In Austin, the flagship market, roughly 20 unsupervised vehicles cover 245 square miles. That is fewer than 25 cars for a metro area of more than two million people.
Bloomberg reported long waits and stalled rides. Reuters documented the problem in detail.
Data doesn't lie
A Reuters reporter tracked Tesla robotaxi availability in Austin eight times a day for three weeks in April. Wait times exceeded 15 minutes about half the time. They reached 25 minutes or more on more than a quarter of checks. In 27% of attempts, no cars were available at all.
One vehicle failed to start when it arrived, requiring customer support intervention. Drop-offs frequently left riders walking considerable distances from their actual destinations. A reporter in Houston managed one ride before the app cancelled a second booking and offered no vehicles for 30 minutes. She ordered an Uber.

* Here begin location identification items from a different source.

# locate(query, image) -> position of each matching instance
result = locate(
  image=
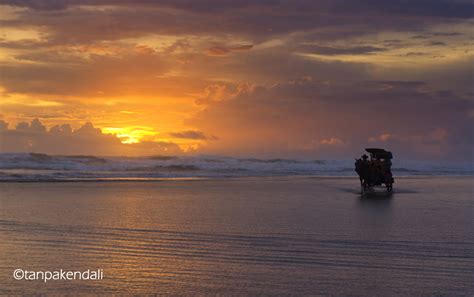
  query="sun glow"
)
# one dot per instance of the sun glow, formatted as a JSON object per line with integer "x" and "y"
{"x": 133, "y": 134}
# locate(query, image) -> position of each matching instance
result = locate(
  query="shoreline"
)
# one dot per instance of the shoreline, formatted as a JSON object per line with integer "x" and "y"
{"x": 224, "y": 178}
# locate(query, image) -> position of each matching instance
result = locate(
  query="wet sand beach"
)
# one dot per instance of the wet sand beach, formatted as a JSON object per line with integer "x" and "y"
{"x": 241, "y": 236}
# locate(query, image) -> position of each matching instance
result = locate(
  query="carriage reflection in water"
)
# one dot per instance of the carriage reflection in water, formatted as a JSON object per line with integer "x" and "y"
{"x": 376, "y": 172}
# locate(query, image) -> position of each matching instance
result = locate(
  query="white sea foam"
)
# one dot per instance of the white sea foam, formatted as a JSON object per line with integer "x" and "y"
{"x": 41, "y": 167}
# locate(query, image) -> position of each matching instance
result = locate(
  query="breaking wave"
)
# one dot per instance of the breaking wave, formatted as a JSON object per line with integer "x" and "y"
{"x": 42, "y": 167}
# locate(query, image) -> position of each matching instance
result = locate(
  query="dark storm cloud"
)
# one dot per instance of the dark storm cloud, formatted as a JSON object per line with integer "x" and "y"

Waymo operates more than 250 vehicles in Austin and roughly 3,000 across its US markets.
Hand-picked problem
Tesla initially invited a curated group of riders who provided enthusiastic early reviews. Those impressions drove the narrative that the service was working. Bloomberg's reporting shows they did not translate into reliable operations at even modest scale.
The gap between controlled demonstration and public service is where every robotaxi company faces its hardest test. Tesla launched publicly with vehicles that were followed by chase cars monitoring remotely. Some vehicles still carry human safety monitors despite the company saying for months that it had phased them out.
Timeline collapse
Musk said half the US population would have access by the end of 2025. In June 2026, the service operates in Austin, Dallas and Houston with a combined fleet smaller than a mid-sized taxi company. Tesla has tied any major fleet expansion to Full Self-Driving version 15, which it targets for late 2026 or early 2027.
The Cybercab, Tesla's purpose-built robotaxi, has no confirmed production timeline. The Fremont factory line conversion from Model S and Model X to robotaxi production is underway but output dates remain unspecified.
Valuation gap
Tesla trades at 364 times forward earnings. A significant portion of that multiple reflects the market's belief in the robotaxi business becoming a major revenue driver. Polymarket traders put the probability of Optimus reaching the public by year end at 14%. The robotaxi timeline has proven even less reliable than the robot timeline.
Fifty-nine vehicles. Three cities. Wait times longer than the rides. This is not a service. It is a proof of concept priced as though it were already an industry.